Advice on COMCIFS policy regarding compatibility of CIFsyntaxwi th other domains.. .
Herbert J. Bernstein
yaya at bernstein-plus-sons.com
Thu Mar 10 15:49:42 GMT 2011
Dear Colleagues,
Unfortunately, John Bollinger, in his desire to help clarify the
current CIF2 proposal with respect to encoding has overstated
the rules in his summary. What the change documcent currently says
is:
"CIF2 files are standard variable length plain text files, which for
compatibility with older processing systems will have a maximum line
length of 2048 characters. As discussed above and below, however, there
are some restrictions on the character set for token delimiters,
separators and data names. For compatibility with CIF1 behaviour, there is
no formal restriction on the encoding of CIF2 files, providing they
contain only code points from the ASCII range. If a CIF2 file contains
characters equivalent to Unicode code points greater than U+007F (127
decimal), then the particular encoding used must either be UTF8 or
algorithmically identifiable from the CIF2 file itself. Acceptable
identification algorithms will be published as necessary as annexes to
this standard (see description of magic code and encoding disambiguation
in Change 1). Annexes notwithstanding, (i) a CIF2 file containing
characters outside the ASCII range with no BOM and no disambiguation
signature will be a UTF8 file, and (ii) a CIF2 file containing characters
outside the ASCII range with a valid UTF8 or UTF16 BOM and no
disambiguation signature, will be a Unicode file written in the indicated
encoding.
In keeping with XML restrictions we allow the characters
U+0009 U+000A U+000D
U+0020 -- U+007E
U+00A0 -- U+D7FF
U+E000 -- U+FDCF
U+FDF0 -- U+FFFD
U+10000 -- U+10FFFD
In addition, character U+FEFF and characters U+xFFFE or U+xFFFF where x is
any hexadecimal digit are disallowed. Unicode reserves the code points
E000 F8FF for private use. The IUCr and only the IUCr may specify what
characters are assigned to these code points in the context of CIF2.

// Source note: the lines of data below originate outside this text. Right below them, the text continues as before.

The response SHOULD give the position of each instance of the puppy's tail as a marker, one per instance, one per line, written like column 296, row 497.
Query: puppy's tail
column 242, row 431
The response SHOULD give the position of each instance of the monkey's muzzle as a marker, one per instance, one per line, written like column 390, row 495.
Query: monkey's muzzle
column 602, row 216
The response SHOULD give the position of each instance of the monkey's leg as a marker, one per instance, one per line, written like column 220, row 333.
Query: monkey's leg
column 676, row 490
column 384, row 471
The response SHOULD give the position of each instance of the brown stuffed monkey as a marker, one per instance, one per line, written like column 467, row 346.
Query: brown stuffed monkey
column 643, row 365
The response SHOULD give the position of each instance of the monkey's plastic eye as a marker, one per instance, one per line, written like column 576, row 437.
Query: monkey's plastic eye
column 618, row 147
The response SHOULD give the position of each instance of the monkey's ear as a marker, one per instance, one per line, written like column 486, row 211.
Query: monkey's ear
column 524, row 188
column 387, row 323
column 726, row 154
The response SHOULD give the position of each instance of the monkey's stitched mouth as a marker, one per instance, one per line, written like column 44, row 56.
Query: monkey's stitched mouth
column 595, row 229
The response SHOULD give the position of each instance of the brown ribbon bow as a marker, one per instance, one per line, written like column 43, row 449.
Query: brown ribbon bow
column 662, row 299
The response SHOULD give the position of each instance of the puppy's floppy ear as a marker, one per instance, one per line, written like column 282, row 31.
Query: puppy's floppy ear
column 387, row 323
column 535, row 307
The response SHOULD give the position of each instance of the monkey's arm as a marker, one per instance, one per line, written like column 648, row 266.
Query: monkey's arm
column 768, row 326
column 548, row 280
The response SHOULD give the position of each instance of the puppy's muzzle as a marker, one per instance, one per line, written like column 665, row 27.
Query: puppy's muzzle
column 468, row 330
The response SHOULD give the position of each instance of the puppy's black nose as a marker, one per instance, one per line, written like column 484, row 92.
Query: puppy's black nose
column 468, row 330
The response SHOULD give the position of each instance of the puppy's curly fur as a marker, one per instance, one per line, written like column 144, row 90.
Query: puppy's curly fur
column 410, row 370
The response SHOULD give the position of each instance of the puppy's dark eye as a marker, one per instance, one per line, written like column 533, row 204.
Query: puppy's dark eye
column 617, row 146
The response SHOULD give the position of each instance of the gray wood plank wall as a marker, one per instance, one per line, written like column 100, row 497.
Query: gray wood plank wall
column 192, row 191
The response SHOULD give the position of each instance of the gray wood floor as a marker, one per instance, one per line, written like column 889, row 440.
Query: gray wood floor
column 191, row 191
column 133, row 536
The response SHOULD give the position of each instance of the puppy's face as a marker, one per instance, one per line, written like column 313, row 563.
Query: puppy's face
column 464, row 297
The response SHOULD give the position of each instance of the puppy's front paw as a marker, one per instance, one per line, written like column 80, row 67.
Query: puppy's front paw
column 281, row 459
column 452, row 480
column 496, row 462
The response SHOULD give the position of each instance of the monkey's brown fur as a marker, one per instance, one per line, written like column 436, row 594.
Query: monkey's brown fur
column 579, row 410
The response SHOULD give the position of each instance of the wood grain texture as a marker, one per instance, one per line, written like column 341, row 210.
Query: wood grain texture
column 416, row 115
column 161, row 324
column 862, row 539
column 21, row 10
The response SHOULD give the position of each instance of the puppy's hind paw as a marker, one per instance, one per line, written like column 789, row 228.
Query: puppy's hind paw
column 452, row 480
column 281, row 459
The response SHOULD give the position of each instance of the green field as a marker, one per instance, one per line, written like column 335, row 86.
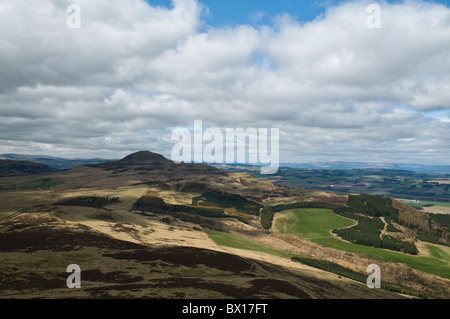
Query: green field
column 315, row 225
column 234, row 241
column 312, row 223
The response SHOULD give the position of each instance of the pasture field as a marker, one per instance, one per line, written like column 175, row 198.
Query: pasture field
column 316, row 224
column 234, row 241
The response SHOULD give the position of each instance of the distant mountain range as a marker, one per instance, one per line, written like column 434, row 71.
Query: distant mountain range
column 17, row 168
column 55, row 162
column 65, row 163
column 418, row 168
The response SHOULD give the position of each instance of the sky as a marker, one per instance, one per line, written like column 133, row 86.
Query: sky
column 135, row 70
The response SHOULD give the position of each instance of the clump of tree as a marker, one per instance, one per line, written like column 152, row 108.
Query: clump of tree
column 158, row 206
column 226, row 200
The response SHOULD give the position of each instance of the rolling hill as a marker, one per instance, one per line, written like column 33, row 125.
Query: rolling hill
column 192, row 223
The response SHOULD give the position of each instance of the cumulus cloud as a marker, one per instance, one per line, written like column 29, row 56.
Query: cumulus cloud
column 336, row 88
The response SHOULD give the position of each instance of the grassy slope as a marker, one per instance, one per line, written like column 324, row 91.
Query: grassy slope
column 316, row 225
column 234, row 241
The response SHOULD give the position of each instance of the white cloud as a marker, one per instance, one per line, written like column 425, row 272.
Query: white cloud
column 133, row 72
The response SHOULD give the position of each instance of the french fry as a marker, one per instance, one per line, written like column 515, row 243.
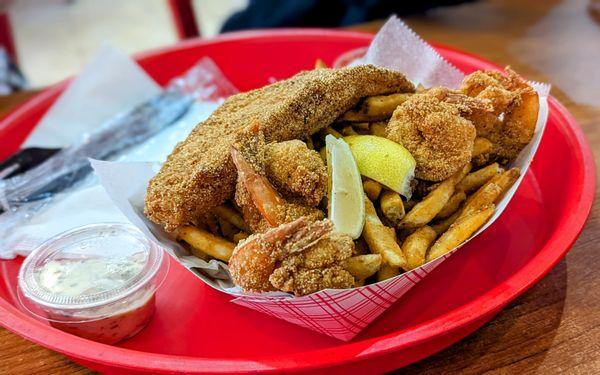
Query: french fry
column 392, row 206
column 409, row 204
column 459, row 232
column 232, row 216
column 378, row 128
column 362, row 266
column 387, row 272
column 477, row 179
column 372, row 189
column 416, row 245
column 442, row 226
column 481, row 146
column 491, row 192
column 381, row 239
column 348, row 130
column 375, row 108
column 309, row 143
column 320, row 64
column 424, row 211
column 360, row 247
column 206, row 243
column 453, row 204
column 212, row 223
column 364, row 126
column 323, row 154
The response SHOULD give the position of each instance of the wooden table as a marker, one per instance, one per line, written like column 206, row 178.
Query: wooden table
column 555, row 326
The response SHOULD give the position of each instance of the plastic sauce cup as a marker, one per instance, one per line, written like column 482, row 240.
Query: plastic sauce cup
column 97, row 281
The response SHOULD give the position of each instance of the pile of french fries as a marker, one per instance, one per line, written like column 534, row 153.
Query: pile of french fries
column 398, row 235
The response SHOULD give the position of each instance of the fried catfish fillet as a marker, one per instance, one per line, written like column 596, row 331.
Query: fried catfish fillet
column 200, row 174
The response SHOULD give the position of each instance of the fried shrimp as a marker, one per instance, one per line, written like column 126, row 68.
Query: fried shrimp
column 511, row 124
column 200, row 174
column 436, row 134
column 297, row 172
column 261, row 204
column 299, row 257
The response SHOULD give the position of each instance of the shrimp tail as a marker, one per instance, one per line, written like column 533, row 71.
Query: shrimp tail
column 262, row 193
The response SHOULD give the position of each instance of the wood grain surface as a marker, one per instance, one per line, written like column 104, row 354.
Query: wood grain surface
column 554, row 328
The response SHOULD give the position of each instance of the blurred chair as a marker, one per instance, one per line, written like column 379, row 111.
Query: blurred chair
column 184, row 18
column 6, row 37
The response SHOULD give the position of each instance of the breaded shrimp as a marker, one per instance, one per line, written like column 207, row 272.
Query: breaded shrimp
column 515, row 110
column 436, row 134
column 300, row 257
column 255, row 194
column 200, row 174
column 297, row 172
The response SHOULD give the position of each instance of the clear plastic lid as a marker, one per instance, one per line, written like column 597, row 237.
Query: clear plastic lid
column 89, row 266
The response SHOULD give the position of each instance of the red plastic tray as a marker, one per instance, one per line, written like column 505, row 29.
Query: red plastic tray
column 196, row 329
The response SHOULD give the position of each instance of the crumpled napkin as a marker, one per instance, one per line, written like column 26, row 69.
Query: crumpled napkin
column 110, row 83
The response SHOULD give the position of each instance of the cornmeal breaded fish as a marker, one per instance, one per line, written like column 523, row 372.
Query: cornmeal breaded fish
column 199, row 174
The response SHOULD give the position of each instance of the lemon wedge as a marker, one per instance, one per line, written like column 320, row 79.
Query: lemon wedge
column 346, row 206
column 384, row 161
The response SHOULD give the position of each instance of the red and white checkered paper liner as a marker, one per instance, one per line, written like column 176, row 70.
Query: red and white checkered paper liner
column 337, row 313
column 340, row 313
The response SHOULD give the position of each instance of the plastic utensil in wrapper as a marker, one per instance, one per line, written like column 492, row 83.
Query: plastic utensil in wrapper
column 96, row 281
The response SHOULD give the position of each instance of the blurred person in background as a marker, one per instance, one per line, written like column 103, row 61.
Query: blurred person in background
column 323, row 13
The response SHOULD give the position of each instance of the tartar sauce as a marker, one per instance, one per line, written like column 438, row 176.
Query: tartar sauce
column 72, row 278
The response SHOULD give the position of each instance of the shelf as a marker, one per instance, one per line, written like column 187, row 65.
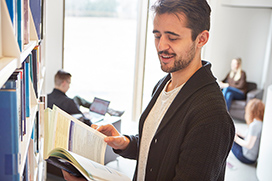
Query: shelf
column 248, row 3
column 27, row 50
column 7, row 67
column 26, row 138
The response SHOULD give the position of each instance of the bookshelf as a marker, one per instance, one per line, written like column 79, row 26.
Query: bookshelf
column 28, row 163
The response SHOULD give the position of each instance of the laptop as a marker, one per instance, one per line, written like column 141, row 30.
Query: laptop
column 98, row 109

Reasoning: There is growing demand for the wider character set afforded by
Unicode to be made available in applications, especially those where
internationalisation is an issue.
=====================================================
In particular, the statement
> The only CIF 2.0 mechanisms currently supported for
> including literal characters that have no ASCII mapping are (1) to
> encode the whole document in UTF-8 with or without a UTF-8 BOM, or (2)
> to encode the whole document in UTF-16 with a UTF-16 BOM.
implies the encoding issue is settled. That is not what the draft change
document says, and what is in the change document is certainly not the
last word on encodings.
I would urge those who have ideas on the subject to feel free to express
them, especially because the specification of "disambuguation signatures"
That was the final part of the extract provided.